Reputation: 1620
This is probably very conceptual question to ask, and Stack overflow has a wealth of resources on scrapy and building Xpaths - but I did not find anything that answers this specifically, so asking.
While building my XPath expressions for Scrapy (in python) using Firebug & XPath checker (independently) - I see two different ways to build my Xpaths. I know that for a particular Xpath/HTML hierarchy, there can be many possible ways of building an XPath, to be able to extract/scrape elements of interest. I also understand that you may generate either an absolute/relative Xpath (in Firepath)
More Specifically -
Sample Usecase -- Trying to scrape a page on ebay
scrapy shell http://www.ebay.com/sch/Coats-Jackets-/57988/i.html
--Using Xpath checker-- [Works ok, after removing tbody from the XPath]]

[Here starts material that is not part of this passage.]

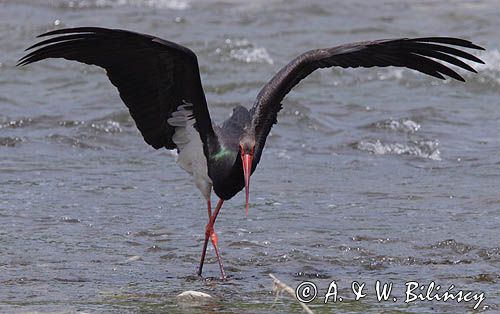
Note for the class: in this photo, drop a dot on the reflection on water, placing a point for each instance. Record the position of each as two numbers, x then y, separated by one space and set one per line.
371 174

Xpath = id('ResultSetItems')/table/tbody/tr/td/div/div/div/div/div/h4/a/text() hxs.select("id('ResultSetItems')/table/tr/td/div/div/div/div/div/h4/a/text()").extract()
-- Using relative path in Firepath -- [works, ok, after removing tbody from the XPath]
XPath = .//[@id='ResultSetItems']/table[1]/tbody/tr/td[1]/div/div/div/div/div[2]/h4/a/@href hxs.select(".//[@id='ResultSetItems']/table[1]/tr/td[1]/div/div/div/div/div[2]/h4/a/@href").extract()
-- Using absolute path in Firepath -- [Does not work, even after removing tbody from the XPath]
XPath = =html/body/div[5]/div[2]/div[3]/div[1]/div/div/div[2]/div/div[6]/div/table[1]/tbody/tr/td[1]/div/div/div/div/div[2]/h4/a/@href hxs.select("html/body/div[5]/div[2]/div[3]/div[1]/div/div/div[2]/div/div[6]/div/table[1]/t>r/td[1]/div/div/div/div/div[2]/h4/a/@href").extract() does not work, even after removing tbody
Note that I see the response only after I explicitly remove the "tbody" from XPath , but this does not hold true for absolute paths generated via Firepath.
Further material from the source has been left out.